Hatteras-Ocracoke Passenger Ferry by Diane Lea

A few blogs ago, I wrote about the early ferries that served Hatteras Island, beginning with the ferry (actually, little more than a barge) operated by Captain J. B. “Toby” Tillett who established the first public means to cross Oregon Inlet. As I mused about this early conveyance in the shadow of the splendid new Marc Basnight Oregon Inlet Bridge, I realized that the romance of ferries endures, even in the twenty-first century.  Witness the happy hoop-la surrounding the launching of the new passenger-only ferry between Hatteras Island and Ocracoke Island on May 20. The graceful ship, a catamaran featuring smart Carolina blue chevrons, is the Martha’s Vineyard Express, and is being leased by the NCDOT from the New Jersey-based company Seastreak Marine. It will make three round-trip runs a day between the Hatteras ferry dock and Silver Lake, the Ocracoke harbor, through Labor Day.
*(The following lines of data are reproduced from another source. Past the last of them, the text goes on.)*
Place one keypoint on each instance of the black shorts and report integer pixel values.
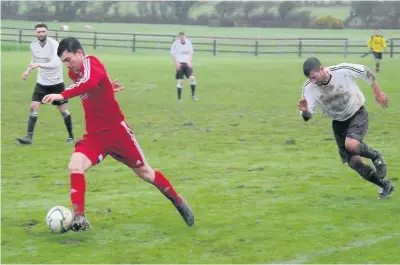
(40, 91)
(377, 55)
(356, 128)
(184, 71)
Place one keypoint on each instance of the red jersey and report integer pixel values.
(94, 87)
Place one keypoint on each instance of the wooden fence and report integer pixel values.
(135, 42)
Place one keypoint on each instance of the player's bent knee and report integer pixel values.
(352, 145)
(145, 172)
(354, 161)
(79, 163)
(34, 106)
(63, 108)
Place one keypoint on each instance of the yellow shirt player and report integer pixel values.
(376, 44)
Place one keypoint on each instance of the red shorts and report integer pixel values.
(119, 142)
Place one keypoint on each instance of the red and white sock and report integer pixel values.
(163, 184)
(77, 193)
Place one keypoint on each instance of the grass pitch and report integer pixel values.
(256, 199)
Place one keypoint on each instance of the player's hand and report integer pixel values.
(117, 86)
(303, 105)
(381, 99)
(34, 66)
(25, 74)
(50, 98)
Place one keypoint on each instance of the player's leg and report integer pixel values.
(37, 97)
(158, 179)
(190, 74)
(127, 150)
(356, 131)
(377, 56)
(179, 78)
(88, 152)
(63, 108)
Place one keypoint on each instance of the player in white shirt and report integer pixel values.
(335, 91)
(50, 80)
(182, 53)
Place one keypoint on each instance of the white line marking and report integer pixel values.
(329, 251)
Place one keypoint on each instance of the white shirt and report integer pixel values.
(341, 98)
(50, 71)
(180, 51)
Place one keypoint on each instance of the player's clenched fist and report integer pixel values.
(117, 86)
(50, 98)
(303, 105)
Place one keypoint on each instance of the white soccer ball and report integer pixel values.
(59, 219)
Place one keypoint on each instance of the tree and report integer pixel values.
(181, 9)
(9, 8)
(285, 8)
(226, 8)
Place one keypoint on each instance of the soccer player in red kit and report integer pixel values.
(106, 132)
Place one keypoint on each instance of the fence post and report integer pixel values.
(215, 47)
(391, 48)
(300, 47)
(95, 41)
(133, 42)
(346, 47)
(20, 36)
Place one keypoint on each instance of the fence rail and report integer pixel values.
(215, 45)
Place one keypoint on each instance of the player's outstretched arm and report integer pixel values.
(304, 110)
(50, 98)
(117, 86)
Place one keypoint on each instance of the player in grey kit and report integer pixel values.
(50, 80)
(182, 53)
(335, 91)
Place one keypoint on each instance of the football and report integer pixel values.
(59, 219)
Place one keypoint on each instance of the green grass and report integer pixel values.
(256, 200)
(356, 38)
(352, 34)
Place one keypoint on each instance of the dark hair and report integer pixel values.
(311, 64)
(41, 25)
(69, 44)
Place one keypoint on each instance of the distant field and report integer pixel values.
(256, 199)
(353, 34)
(208, 8)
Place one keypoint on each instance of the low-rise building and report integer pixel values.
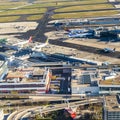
(111, 109)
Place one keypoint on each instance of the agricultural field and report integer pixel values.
(25, 10)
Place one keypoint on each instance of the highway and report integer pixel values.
(22, 114)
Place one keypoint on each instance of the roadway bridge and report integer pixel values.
(25, 113)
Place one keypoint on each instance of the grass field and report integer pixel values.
(34, 17)
(9, 19)
(24, 11)
(40, 6)
(85, 7)
(84, 14)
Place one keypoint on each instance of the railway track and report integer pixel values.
(84, 48)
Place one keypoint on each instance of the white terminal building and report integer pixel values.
(26, 80)
(96, 83)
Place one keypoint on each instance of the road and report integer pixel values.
(23, 114)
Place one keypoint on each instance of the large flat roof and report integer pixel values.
(111, 103)
(113, 81)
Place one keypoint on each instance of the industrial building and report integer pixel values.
(111, 108)
(26, 81)
(1, 114)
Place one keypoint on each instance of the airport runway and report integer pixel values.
(39, 35)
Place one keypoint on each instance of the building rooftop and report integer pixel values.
(76, 84)
(111, 103)
(111, 81)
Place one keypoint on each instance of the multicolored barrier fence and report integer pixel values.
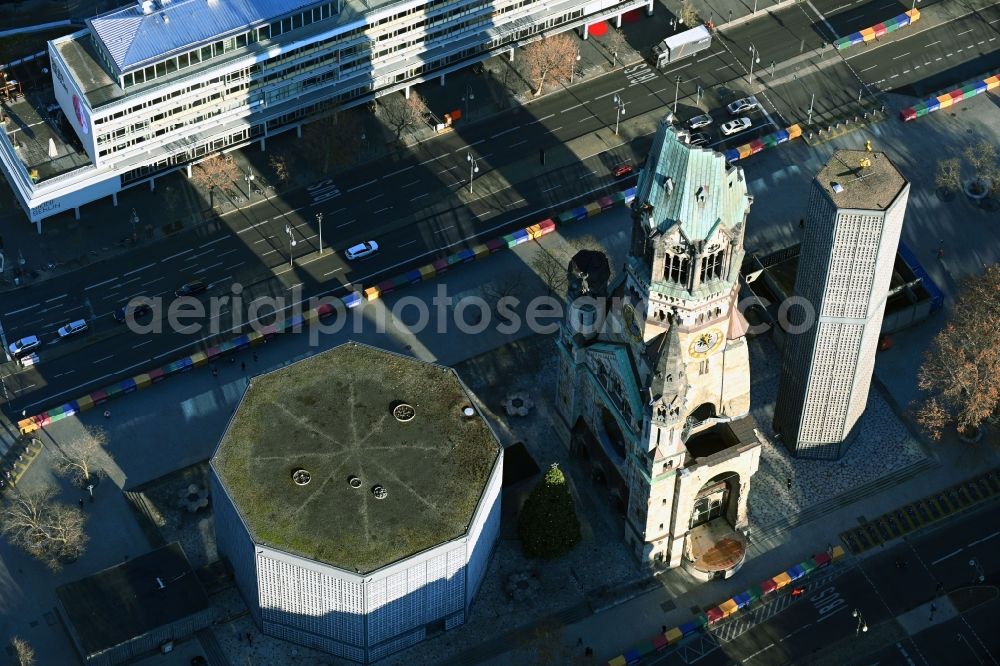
(879, 29)
(949, 98)
(740, 601)
(757, 145)
(350, 300)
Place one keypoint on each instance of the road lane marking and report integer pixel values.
(396, 173)
(358, 187)
(985, 538)
(945, 557)
(139, 269)
(508, 131)
(99, 284)
(179, 254)
(21, 310)
(551, 115)
(613, 92)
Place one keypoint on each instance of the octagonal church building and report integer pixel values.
(654, 379)
(357, 497)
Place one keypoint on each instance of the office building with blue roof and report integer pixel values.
(161, 84)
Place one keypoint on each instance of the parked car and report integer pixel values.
(191, 288)
(742, 105)
(736, 126)
(24, 346)
(703, 120)
(699, 139)
(72, 328)
(623, 170)
(122, 313)
(361, 250)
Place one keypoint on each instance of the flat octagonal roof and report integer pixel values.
(332, 415)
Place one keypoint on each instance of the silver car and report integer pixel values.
(703, 120)
(361, 250)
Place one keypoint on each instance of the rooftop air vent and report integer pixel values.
(403, 412)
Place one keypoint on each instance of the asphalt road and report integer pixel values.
(821, 624)
(419, 206)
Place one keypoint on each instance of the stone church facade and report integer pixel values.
(654, 377)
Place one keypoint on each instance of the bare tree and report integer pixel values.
(689, 15)
(402, 113)
(43, 527)
(78, 457)
(23, 652)
(961, 370)
(550, 57)
(334, 141)
(948, 176)
(551, 271)
(983, 159)
(216, 171)
(281, 167)
(616, 43)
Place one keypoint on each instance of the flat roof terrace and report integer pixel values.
(30, 128)
(335, 416)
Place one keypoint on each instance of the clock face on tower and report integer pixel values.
(705, 343)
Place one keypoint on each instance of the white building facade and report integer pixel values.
(855, 217)
(160, 84)
(359, 617)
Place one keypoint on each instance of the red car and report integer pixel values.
(624, 170)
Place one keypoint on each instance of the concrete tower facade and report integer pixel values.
(855, 216)
(654, 384)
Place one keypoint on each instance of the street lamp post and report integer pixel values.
(291, 245)
(619, 111)
(862, 625)
(473, 168)
(754, 58)
(980, 576)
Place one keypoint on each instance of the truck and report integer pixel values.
(682, 45)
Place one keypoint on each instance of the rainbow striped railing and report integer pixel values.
(718, 613)
(949, 99)
(350, 300)
(870, 34)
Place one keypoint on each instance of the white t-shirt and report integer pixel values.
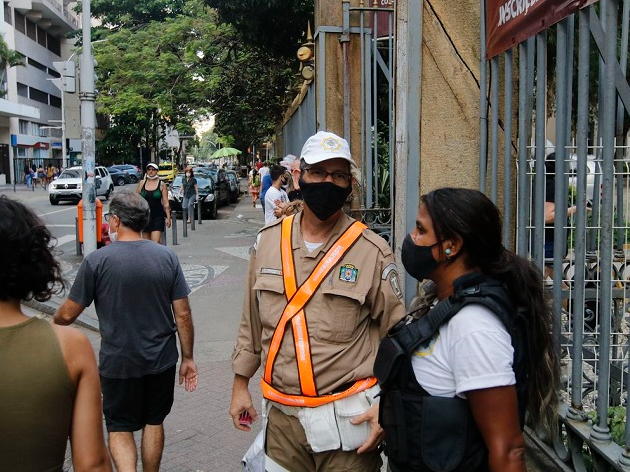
(263, 171)
(472, 351)
(271, 196)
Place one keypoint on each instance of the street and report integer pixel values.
(199, 432)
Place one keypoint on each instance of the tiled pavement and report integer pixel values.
(199, 434)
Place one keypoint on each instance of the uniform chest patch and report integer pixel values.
(348, 273)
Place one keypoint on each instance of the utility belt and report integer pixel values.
(328, 427)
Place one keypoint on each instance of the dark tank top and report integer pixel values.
(154, 199)
(36, 398)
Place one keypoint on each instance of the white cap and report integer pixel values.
(323, 146)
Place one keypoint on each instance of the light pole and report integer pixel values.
(87, 97)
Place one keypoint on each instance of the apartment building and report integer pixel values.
(31, 114)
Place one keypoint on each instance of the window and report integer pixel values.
(7, 14)
(38, 95)
(22, 90)
(55, 101)
(31, 30)
(54, 45)
(20, 22)
(24, 127)
(41, 36)
(37, 65)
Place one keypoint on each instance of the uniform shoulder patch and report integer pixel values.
(391, 273)
(348, 273)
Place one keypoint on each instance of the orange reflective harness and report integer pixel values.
(297, 298)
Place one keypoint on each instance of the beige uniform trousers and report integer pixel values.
(287, 445)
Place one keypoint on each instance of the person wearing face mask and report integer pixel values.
(276, 197)
(322, 291)
(155, 193)
(190, 192)
(460, 379)
(138, 330)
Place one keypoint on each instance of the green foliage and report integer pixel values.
(616, 423)
(277, 26)
(8, 58)
(127, 13)
(250, 99)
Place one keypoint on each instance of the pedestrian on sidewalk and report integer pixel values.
(254, 186)
(190, 192)
(137, 286)
(321, 406)
(276, 198)
(50, 389)
(155, 193)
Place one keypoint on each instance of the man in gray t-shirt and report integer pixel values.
(141, 300)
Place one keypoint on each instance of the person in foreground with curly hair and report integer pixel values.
(50, 389)
(455, 396)
(139, 330)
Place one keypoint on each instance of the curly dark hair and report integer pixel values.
(29, 268)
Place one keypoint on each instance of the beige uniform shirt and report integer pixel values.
(354, 307)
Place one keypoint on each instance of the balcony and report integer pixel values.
(48, 14)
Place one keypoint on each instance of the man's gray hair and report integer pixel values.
(132, 209)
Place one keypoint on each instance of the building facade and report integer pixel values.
(31, 116)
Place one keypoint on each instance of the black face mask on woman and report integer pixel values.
(324, 199)
(418, 260)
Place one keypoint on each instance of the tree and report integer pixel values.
(278, 26)
(8, 58)
(159, 75)
(251, 98)
(129, 13)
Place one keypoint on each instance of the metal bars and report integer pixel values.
(573, 99)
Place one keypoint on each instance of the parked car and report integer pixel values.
(133, 171)
(207, 195)
(167, 171)
(222, 183)
(69, 185)
(119, 177)
(235, 185)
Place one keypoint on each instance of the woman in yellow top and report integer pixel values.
(156, 194)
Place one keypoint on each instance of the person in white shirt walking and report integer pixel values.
(276, 197)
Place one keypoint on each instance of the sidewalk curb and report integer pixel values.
(50, 307)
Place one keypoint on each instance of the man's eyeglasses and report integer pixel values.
(319, 175)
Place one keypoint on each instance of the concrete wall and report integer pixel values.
(449, 133)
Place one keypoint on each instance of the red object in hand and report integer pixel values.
(245, 419)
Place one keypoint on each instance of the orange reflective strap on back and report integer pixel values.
(286, 252)
(298, 298)
(274, 395)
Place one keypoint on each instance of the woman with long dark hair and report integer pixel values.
(50, 388)
(459, 400)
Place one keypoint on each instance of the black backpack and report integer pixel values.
(414, 422)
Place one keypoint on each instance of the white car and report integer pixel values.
(69, 185)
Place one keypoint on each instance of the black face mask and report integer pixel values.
(324, 199)
(418, 260)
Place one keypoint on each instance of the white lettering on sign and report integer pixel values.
(513, 9)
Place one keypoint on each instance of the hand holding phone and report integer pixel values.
(245, 419)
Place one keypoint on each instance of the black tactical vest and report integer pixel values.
(426, 433)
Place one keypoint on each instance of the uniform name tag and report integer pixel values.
(348, 273)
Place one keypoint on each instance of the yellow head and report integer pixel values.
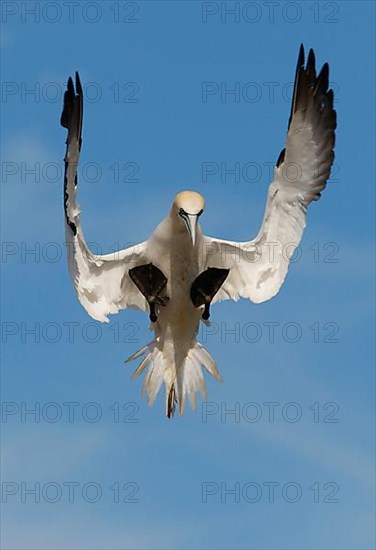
(187, 207)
The Martha’s Vineyard Express is substituting for our own Ocracoke Express, a $4.15 million catamaran ferry being built by US Workboats, near Swansboro. That ferry is designed to seat 98 people inside and another 26 outside, with racks for 12 bicycles. The idea for the passenger ferry came out of the need to alleviate long lines at the Hatteras Island and Ocracoke Island ferry docks of motorists waiting for the free car ferries to ply their journey across Hatteras Inlet. Shoaling in Hatteras Inlet has been a constant problem and has added 20 minutes to the once 45-minute trip as the ferries were routed further out into Pamlico Sound. The Ocracoke Express provides a 70-minute ride with the advantage of arriving in the heart of the village of Ocracoke, thereby avoiding the 12-mile trek from the ferry dock by car.

The romance of the ferries, whether car or passenger, is due in large part to the extraordinary waters upon which they sail. The Pamlico Sound, named for the local Pamouik Indian tribe in 1524 by Italian explorer Giovanni da Verrazzano, is part of a large, interconnected network of lagoon estuaries that includes Albemarle Sound, Currituck Sound, Croatan Sound, Bogue Sound, Core Sound and Roanoke Sound. Together these shallow waters comprise the second largest estuary (after Chesapeake Bay) in the United States.

According to Wikipedia, in 1987 Congress declared the Albemarle-Pamlico Sound an “estuary of national significance.”  As we residents and visitors enjoy the variety of recreational and commercial activities associated with our beautiful sound, we can certainly agree. So take a ferry, car or passenger, from Hatteras Island and enjoy a unique experience while adding to the $1.3 billion economic impact upon the state of these beautiful Outer Banks.